If so, the same is true of the failure to *decode* the bundle parameter data. I am not sure what the threat model is there either. Why does this function have a return value at all? Why not just assert there is no exception?

>>> Source/WebKit/WebProcess/InjectedBundle/mac/InjectedBundleMac.mm:175
>>> +    ASSERT(!initializeFunction);
>>> +    ASSERT(!additionalClassesForParameterCoderFunction);
>> 
>> What makes these things true on iOS family platforms? I don’t understand why we would compile code to find these things and then assert (only in debug builds) that we don’t have them. Why not compile out the code that looks for them instead? Or something like that?
> 
> I didn't compile things out because the existing code allows both paths on iOS (the C API style, and the newer ObjC plugin class). Because I was not sure if the C API support on iOS was intentional I left it in, but added these assertions to see if I could catch any test cases on any of our many platforms that hit this.
> 
> I'm basically trying to make sure that either the C API 'WKBundleAdditionalClassesForParameterCoder' or the Objective C method 'additionalClassesForParameterCoderFunction' are used to seed the valid classes for the NSKeyedUnarchiver prior to attempting to decode the parameters.

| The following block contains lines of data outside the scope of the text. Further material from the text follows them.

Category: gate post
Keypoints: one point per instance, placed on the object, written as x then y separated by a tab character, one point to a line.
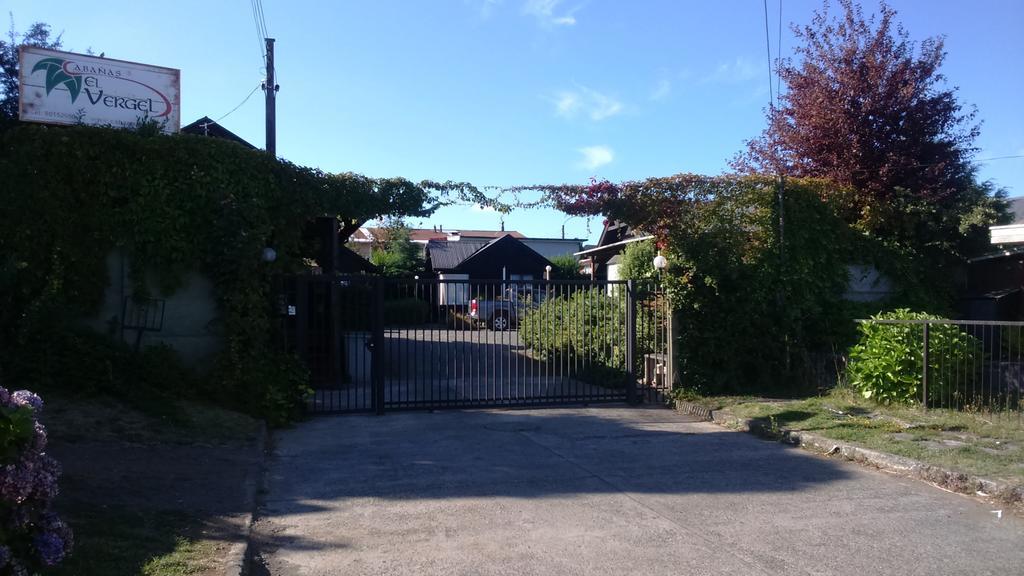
302	318
377	358
631	341
673	333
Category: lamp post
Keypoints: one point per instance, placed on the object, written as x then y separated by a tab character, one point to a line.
660	262
269	254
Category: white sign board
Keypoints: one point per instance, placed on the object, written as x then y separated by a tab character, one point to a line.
65	88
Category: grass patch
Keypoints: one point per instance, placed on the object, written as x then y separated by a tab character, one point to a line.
72	418
978	444
123	541
125	518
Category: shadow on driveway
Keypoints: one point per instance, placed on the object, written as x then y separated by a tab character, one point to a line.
610	490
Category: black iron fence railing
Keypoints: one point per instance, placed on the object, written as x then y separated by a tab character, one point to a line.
374	343
976	366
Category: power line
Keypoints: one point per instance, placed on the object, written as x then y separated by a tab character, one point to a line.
778	75
257	87
259	31
771	96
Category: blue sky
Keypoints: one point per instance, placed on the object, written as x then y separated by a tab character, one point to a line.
502	92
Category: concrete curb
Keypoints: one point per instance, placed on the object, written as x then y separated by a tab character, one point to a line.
239	557
943	478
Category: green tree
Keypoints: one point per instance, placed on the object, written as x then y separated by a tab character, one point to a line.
867	108
38	35
394	252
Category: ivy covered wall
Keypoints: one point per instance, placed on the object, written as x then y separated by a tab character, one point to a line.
72	196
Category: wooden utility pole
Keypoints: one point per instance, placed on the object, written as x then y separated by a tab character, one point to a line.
270	87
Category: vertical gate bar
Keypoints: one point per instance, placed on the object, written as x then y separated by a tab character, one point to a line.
631	341
302	329
334	329
924	375
377	358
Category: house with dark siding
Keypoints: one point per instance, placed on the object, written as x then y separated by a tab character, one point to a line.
506	257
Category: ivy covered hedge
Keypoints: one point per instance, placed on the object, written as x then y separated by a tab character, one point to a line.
172	204
586	329
757	309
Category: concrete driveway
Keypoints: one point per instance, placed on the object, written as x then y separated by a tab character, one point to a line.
602	491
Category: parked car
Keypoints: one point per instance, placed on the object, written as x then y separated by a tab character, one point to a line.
504	314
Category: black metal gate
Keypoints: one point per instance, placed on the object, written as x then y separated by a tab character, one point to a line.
380	343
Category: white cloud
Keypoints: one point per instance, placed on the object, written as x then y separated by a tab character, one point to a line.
596	106
544	11
566	104
735	72
595	156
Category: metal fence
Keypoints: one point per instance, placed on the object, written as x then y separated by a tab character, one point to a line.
975	366
374	343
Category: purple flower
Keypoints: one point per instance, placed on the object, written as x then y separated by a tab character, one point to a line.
49	546
26	398
16	481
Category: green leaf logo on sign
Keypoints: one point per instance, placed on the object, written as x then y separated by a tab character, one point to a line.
56	76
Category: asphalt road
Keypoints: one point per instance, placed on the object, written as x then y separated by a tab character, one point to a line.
602	491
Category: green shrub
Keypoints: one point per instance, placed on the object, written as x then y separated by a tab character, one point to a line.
887	363
587	329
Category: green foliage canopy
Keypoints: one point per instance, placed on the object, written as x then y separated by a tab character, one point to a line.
73	195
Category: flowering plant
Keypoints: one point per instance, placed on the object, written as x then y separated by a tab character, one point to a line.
31	535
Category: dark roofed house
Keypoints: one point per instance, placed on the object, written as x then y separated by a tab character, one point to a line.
600	259
502	258
993	285
207	127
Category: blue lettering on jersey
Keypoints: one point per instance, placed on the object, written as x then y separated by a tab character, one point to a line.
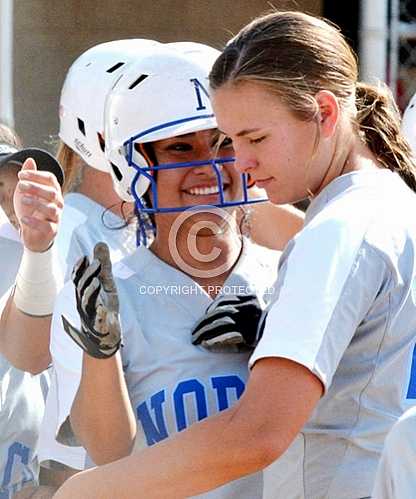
16	450
154	432
411	390
198	87
227	389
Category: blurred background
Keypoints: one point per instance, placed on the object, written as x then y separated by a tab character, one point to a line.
39	39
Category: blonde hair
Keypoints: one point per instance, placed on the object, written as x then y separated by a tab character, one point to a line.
295	55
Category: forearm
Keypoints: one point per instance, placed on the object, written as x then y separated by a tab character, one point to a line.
24	339
101	416
26	318
246	438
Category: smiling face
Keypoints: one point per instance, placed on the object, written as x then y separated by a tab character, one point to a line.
277	149
8	182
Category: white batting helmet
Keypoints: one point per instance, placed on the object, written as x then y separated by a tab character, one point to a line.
409	124
86	86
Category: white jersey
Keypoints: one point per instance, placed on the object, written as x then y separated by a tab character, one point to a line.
351	271
21	395
83	224
171	382
396	473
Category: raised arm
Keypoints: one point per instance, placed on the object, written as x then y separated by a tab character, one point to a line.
278	401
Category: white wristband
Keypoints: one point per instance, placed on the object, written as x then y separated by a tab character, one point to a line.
37	283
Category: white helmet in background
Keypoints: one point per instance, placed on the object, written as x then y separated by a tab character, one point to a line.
409	124
87	83
163	94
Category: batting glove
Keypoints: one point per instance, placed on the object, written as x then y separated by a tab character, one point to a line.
231	323
97	305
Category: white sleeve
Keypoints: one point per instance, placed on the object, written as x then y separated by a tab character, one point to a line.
396	473
328	278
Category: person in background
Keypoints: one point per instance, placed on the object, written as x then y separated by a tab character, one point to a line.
30	197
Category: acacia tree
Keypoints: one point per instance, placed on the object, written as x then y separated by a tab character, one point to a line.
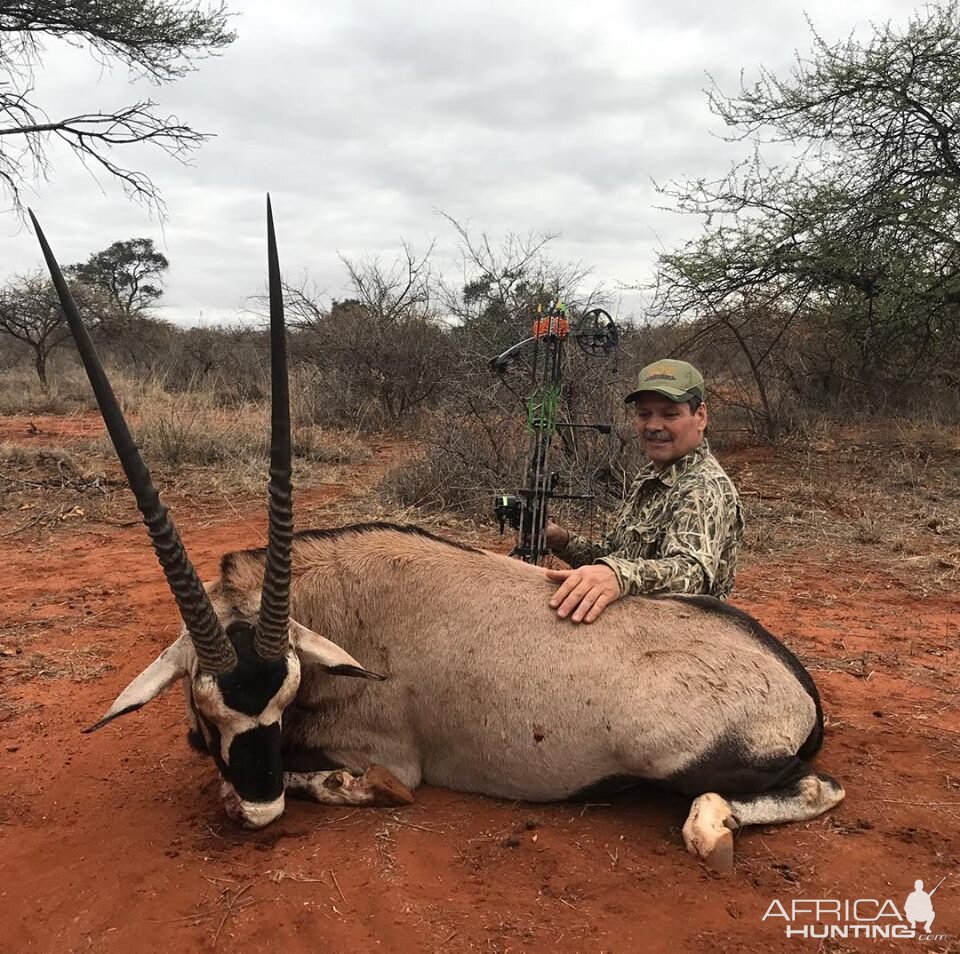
158	39
852	253
30	311
125	272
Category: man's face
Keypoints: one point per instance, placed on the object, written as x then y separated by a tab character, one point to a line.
668	430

If that’s the goal maybe we can write the code explicitly that way. Make sure that either one or another is used, and do the appropriate thing if they are not (crash, don’t load the bundle, whatever). The platform conditionals make it *harder* to get that right.
Comment 13 Darin Adler 2020-04-16 11:12:59 PDT
Comment on attachment 396669 [details]
Patch

And you did that!
Comment 14 Darin Adler 2020-04-16 11:20:01 PDT
(In reply to Darin Adler from comment #12)
> I’d love to say review+ here but I don’t really understand the philosophy
> behind the changes.

Sorry, that was re-posted because my locally built Safari crashed!
Comment 15 Brent Fulgham 2020-04-16 12:07:30 PDT
(In reply to Darin Adler from comment #13)
> Comment on attachment 396669 [details]
> Patch
> 
> And you did that!

:-D
Comment 16 EWS 2020-04-16 13:02:47 PDT
Committed r260215: <https://trac.webkit.org/changeset/260215>

All reviewed patches have been landed. Closing bug and clearing flags on attachment 396669 [details].